La guerre était déclarée, le roi l’accepta. Il fit redemander aux deux secrétaires d’état les sceaux de leur office, leur enjoignant de les renvoyer par les sous-secrétaires, au lieu de les lui rapporter eux-mêmes suivant l’usage, attendu que, dans les circonstances, une entrevue personnelle ne pouvait que lui être désagréable : c’étaient les termes de l’ordre royal. Les sceaux furent remis à lord Temple, qui, le lendemain, envoya à tous les autres ministres leurs lettres de démission, et s’empressa ensuite de résigner le pouvoir dont il avait été investi pour cette espèce d’exécution. Il s’était trop compromis dans les derniers évènemens qui venaient de se passer pour que son entrée au ministère n’eût pas eu le caractère d’une dangereuse bravade.

Pitt, qui n’avait pas quitté un moment le terrain parlementaire et que ses talens plaçaient d’ailleurs à la tête des adversaires du cabinet déchu, fut chargé de former et de diriger l’administration nouvelle. Cette fois il n’hésita pas. Il ne se dissimulait certainement pas les immenses difficultés de la tâche qu’on lui imposait ; mais, en véritable homme d’état, il comprit que son jour était arrivé, et qu’après avoir renversé un ministère et contribué à placer le roi dans une situation aussi grave, il n’avait pas le droit de lui dénier son appui ; il dut se dire aussi qu’étant alors le seul homme qui fût en mesure de prendre la direction des affaires, il ne pourrait s’y refuser sans renoncer à tout avenir, sans se déclarer incapable, sans se faire, en un mot, un tort plus grand que celui même qui résulterait pour lui d’un échec. On doit supposer d’ailleurs que sa sagacité découvrait, à travers la force apparente du parti opposé, le secret de sa faiblesse.

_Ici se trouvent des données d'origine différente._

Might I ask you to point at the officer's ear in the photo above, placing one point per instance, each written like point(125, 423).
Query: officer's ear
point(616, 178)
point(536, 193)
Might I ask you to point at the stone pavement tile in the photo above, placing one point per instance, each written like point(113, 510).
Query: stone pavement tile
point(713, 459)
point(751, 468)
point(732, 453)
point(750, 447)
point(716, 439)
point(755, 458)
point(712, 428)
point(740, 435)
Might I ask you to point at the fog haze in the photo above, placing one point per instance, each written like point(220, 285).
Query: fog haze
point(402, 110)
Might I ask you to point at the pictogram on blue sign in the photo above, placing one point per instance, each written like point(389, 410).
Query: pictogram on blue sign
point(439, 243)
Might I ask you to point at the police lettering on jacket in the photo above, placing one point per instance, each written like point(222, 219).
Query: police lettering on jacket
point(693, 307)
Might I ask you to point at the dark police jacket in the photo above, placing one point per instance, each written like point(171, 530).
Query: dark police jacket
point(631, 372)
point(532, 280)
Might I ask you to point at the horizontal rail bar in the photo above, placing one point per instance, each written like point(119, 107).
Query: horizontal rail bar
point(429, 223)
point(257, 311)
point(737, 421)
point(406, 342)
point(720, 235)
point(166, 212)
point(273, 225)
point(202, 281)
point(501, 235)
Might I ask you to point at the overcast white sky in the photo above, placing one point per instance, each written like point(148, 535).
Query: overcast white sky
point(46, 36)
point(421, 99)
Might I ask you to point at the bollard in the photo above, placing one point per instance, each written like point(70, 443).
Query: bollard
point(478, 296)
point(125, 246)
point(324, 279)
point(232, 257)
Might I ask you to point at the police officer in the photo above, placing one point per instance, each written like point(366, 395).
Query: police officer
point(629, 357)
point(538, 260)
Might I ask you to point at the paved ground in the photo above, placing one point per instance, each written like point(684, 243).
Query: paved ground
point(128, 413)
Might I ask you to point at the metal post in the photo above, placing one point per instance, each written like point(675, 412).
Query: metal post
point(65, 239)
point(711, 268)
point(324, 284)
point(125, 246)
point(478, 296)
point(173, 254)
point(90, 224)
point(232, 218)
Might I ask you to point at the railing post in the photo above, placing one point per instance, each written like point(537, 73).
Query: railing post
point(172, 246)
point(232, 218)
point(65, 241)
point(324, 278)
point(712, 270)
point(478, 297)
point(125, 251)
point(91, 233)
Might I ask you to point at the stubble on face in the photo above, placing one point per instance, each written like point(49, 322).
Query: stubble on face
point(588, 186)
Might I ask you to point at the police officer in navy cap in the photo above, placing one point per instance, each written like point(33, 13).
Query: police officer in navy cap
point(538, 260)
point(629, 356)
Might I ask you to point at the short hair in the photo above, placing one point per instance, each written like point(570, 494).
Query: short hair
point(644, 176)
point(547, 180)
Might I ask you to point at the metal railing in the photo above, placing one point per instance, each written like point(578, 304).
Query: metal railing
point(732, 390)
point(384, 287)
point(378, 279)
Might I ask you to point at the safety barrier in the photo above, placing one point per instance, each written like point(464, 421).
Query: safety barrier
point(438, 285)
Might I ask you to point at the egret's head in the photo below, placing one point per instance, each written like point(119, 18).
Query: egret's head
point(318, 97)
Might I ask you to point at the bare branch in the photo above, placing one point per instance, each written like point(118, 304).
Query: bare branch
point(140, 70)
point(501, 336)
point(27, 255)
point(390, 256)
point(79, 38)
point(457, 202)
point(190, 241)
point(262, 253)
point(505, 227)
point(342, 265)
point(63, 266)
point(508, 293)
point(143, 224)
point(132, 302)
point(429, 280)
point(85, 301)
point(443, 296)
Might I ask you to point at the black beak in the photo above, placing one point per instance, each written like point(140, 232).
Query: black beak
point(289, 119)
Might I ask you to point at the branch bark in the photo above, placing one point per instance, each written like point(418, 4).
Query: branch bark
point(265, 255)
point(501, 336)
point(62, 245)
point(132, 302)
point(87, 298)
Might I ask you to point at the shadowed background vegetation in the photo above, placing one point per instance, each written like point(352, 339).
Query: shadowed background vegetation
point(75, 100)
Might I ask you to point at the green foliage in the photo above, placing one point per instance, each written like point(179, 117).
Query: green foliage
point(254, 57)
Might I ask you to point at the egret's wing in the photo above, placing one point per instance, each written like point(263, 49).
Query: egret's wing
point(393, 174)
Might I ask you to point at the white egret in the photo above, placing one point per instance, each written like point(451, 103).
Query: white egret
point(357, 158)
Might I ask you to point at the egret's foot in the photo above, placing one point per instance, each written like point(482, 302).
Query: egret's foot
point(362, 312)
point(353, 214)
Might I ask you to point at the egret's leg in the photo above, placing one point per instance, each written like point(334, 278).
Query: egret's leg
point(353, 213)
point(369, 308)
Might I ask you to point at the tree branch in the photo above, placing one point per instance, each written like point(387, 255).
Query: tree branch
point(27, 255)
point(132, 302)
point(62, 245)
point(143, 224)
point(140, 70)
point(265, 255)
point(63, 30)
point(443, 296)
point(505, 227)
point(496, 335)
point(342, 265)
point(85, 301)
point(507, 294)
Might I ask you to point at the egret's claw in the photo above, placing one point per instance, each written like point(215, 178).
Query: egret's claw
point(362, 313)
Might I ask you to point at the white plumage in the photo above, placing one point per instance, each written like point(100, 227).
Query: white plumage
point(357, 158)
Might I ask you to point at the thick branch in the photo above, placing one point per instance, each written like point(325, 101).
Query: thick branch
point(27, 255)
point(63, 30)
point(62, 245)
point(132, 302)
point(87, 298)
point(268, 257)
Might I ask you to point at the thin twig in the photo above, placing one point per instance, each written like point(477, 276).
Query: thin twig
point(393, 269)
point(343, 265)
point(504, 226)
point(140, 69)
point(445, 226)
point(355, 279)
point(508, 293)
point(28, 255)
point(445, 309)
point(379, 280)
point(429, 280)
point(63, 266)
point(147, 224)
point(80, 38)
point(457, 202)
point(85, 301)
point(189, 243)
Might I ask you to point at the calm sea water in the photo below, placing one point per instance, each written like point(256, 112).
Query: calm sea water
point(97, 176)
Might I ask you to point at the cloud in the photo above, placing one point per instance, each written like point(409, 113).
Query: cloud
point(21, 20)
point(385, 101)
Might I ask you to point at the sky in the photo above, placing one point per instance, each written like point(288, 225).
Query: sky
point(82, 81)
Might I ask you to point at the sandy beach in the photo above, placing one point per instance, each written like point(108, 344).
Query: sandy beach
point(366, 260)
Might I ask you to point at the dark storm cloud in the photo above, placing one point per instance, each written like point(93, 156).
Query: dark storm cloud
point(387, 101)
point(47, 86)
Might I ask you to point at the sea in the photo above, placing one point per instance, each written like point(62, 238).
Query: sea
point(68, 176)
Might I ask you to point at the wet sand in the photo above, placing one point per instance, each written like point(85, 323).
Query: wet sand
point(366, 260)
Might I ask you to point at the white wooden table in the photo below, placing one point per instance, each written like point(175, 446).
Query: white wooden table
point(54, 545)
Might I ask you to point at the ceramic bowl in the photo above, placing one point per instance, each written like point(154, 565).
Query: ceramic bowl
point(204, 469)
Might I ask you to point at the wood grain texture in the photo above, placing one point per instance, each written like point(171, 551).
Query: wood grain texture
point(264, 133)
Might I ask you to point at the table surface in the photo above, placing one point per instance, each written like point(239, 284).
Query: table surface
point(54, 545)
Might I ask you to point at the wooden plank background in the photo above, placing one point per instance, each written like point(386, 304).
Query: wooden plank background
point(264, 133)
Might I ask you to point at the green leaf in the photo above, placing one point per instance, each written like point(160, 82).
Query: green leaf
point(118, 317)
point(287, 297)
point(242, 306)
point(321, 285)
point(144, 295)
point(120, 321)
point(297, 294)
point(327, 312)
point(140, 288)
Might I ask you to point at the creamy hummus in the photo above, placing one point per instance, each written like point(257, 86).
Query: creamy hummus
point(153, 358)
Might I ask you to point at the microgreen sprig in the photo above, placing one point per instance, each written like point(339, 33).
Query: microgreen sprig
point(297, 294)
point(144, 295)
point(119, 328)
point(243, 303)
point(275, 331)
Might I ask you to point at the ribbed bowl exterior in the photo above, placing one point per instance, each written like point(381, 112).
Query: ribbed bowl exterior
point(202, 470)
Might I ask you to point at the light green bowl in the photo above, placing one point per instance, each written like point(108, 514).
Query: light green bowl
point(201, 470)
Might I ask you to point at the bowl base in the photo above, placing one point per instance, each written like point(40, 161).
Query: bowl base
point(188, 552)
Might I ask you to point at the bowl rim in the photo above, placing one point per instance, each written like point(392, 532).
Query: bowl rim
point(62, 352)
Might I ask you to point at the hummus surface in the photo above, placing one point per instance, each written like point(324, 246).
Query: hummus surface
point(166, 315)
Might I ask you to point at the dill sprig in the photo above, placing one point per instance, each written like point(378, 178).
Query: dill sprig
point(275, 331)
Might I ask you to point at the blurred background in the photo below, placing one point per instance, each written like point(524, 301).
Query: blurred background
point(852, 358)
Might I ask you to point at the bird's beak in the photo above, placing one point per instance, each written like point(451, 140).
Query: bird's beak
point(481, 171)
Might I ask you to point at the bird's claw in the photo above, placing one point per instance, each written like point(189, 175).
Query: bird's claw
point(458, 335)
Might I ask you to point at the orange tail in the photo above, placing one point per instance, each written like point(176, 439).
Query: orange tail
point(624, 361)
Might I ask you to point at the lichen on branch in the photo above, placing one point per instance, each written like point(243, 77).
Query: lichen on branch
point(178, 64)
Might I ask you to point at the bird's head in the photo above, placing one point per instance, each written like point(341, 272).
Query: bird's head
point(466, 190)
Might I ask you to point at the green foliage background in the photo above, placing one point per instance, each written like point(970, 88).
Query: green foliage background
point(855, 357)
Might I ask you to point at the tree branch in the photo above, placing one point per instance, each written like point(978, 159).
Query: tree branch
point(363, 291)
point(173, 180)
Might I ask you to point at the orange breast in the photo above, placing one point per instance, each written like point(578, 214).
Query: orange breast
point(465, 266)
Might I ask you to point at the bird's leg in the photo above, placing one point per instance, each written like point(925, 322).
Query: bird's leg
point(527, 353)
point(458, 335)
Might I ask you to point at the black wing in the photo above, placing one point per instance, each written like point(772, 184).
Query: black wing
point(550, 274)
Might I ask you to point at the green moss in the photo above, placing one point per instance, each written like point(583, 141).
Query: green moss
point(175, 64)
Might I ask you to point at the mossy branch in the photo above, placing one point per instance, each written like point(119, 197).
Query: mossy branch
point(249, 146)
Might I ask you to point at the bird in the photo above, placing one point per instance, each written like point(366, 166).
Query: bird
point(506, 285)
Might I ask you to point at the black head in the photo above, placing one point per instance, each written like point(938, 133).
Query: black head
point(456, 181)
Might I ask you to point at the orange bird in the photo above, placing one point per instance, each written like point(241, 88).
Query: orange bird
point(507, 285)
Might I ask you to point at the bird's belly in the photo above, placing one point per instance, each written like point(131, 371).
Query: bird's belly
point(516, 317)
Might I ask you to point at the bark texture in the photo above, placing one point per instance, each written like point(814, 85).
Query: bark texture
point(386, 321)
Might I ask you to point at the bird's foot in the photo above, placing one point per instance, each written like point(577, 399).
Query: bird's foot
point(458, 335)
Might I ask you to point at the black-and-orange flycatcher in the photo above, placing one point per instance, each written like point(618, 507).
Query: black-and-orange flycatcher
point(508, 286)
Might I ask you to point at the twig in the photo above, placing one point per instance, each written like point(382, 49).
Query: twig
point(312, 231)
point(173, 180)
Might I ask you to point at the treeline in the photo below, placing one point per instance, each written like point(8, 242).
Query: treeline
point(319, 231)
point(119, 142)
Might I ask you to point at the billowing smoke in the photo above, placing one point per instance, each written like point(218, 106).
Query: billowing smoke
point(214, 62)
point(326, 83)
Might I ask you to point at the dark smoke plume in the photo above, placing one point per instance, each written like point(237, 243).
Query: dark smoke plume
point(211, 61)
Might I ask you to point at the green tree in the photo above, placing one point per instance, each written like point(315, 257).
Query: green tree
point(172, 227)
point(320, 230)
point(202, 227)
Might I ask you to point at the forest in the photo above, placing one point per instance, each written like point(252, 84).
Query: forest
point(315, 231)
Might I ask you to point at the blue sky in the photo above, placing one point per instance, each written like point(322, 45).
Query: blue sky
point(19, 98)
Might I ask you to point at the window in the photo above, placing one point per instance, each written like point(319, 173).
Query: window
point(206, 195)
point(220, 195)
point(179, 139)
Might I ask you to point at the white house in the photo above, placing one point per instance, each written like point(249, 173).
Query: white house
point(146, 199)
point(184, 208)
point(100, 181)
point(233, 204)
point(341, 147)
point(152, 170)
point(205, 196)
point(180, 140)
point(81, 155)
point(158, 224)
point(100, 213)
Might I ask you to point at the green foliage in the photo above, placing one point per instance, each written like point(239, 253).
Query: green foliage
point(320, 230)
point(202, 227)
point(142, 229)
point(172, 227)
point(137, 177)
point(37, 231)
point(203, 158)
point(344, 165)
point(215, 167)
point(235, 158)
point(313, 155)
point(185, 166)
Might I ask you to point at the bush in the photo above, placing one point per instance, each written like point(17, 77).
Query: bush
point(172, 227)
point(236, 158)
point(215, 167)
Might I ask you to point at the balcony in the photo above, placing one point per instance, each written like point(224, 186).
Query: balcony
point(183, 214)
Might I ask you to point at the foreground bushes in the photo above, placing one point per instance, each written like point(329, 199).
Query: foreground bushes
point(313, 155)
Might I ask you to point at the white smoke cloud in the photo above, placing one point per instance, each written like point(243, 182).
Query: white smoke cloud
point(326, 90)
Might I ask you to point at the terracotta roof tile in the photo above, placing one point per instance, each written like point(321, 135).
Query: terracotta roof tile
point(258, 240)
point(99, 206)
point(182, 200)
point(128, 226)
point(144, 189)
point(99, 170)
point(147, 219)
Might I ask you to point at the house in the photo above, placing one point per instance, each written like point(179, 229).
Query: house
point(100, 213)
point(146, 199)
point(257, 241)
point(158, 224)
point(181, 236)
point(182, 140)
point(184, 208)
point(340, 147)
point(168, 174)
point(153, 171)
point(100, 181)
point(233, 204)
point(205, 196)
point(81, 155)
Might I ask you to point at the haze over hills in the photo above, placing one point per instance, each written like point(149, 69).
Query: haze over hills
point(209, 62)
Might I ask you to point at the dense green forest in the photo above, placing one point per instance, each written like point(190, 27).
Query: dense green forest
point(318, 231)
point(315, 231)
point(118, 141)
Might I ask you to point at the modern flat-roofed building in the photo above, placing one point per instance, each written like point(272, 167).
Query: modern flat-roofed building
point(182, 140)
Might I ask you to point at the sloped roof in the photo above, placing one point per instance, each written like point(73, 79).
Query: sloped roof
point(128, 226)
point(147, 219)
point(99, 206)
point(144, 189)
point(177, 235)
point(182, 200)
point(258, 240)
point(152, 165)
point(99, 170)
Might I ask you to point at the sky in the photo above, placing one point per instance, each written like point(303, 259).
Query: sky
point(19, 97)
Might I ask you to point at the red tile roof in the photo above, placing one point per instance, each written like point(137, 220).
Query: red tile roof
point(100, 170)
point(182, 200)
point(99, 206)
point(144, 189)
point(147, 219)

Pitt accepta donc les fonctions de premier lord de la trésorerie et en même temps celles de chancelier de l’échiquier. Lord Carmarthen, depuis duc de Leeds, et Thomas Townshend, récemment élevé à la pairie sous le titre de lord Sidney, furent nommés aux deux postes de secrétaires d’état ; lord Gower devint président du conseil ; le duc de Rutland, gardien du sceau privé ; l’amiral Howe, premier lord de l’amirauté ; lord Thurlow, chancelier ; le duc de Richmond, grand-maître de l’artillerie ; William Grenville, grand maître des postes ; sir George Yonge, secrétaire de la guerre ; Dundas, trésorier de la marine.